Meta, the parent company of Facebook and Instagram, has announced its plans to use public content shared by European users on its platforms to train its AI tools, which are known collectively as “AI at Meta.” This move is part of the company’s plan to roll out these tools in Europe, as they are currently available only in selected countries. Meta states that the training from public content is necessary to ensure the AI models accurately understand and respond to regional languages, cultural nuances, and trending topics on social media.
However, the plan has come up against EU data protection laws, known for their strict approach to personal data protection. The use of public content from European users to train AI models has sparked debates regarding possible breaches of GDPR privacy laws. Despite these discussions, Meta plans to enforce updated terms of service from 26 June 2024 in Europe.

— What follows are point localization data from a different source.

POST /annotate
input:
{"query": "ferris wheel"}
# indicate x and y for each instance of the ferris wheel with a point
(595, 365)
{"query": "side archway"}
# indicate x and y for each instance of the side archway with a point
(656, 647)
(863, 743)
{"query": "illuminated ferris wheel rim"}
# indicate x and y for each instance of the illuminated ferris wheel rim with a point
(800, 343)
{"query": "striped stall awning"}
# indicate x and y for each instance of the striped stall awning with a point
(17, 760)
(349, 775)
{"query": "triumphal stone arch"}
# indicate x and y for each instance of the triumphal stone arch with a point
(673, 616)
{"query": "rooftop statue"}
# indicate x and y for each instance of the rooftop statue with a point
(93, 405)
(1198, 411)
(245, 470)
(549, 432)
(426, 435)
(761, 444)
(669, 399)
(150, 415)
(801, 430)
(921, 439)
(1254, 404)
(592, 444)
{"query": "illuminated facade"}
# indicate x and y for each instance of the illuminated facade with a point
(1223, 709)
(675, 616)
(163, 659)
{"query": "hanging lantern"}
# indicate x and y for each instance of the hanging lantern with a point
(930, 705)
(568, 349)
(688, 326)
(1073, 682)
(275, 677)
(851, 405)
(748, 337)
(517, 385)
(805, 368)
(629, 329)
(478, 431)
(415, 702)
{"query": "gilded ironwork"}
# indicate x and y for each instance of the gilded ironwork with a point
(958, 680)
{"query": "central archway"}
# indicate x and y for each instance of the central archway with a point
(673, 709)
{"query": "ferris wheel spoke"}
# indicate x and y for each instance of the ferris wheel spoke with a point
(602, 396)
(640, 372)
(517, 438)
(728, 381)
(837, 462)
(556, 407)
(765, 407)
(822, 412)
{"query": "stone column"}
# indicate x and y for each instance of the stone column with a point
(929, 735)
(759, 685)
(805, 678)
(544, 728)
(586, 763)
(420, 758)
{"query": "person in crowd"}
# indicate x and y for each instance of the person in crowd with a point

Privacy advocacy group, None Of Your Business (NOYB), has instigated legal challenges against Meta by filing complaints in 11 European countries in a bid to halt the planned changes. Max Schrems, the founder of NOYB, criticizes that Meta’s plan, essentially, enables it to use ‘any data from any source for any purpose and make it available to anyone in the world.’ Schrems argues that this breaches GDPR compliance as “AI technology” is an extremely broad term with no precise legal boundary, raising concerns that the user data could be used for anything from chatbots to personalized advertising or even weaponized drones.
While Meta has proposed an opt-out form for users, Schrems counters this, advocating instead for an opt-in approach and condemning Meta’s opt-out form as “hidden and misleading”. If Meta proceeds with its plan, any content from dormant or old European Facebook and Instagram accounts will also be added to the AI training dataset unless users explicitly opt-out.
Meta insists it does not use people’s personal messages to family and friends to train its AI systems, and argues that other companies such as OpenAI and Google already train their models with public data. Therefore, it believes, European users should have no issues with its own similar approach. However, this argument has yet to assuage the concerns of privacy advocates and those worried about potential GDPR infringements.
The ongoing controversy underscores the complex interplay between advancing AI technology and respecting user privacy, especially within regions with strict data regulations like Europe. The decisions reached in this case could have far-reaching implications for the future use of public data in AI training.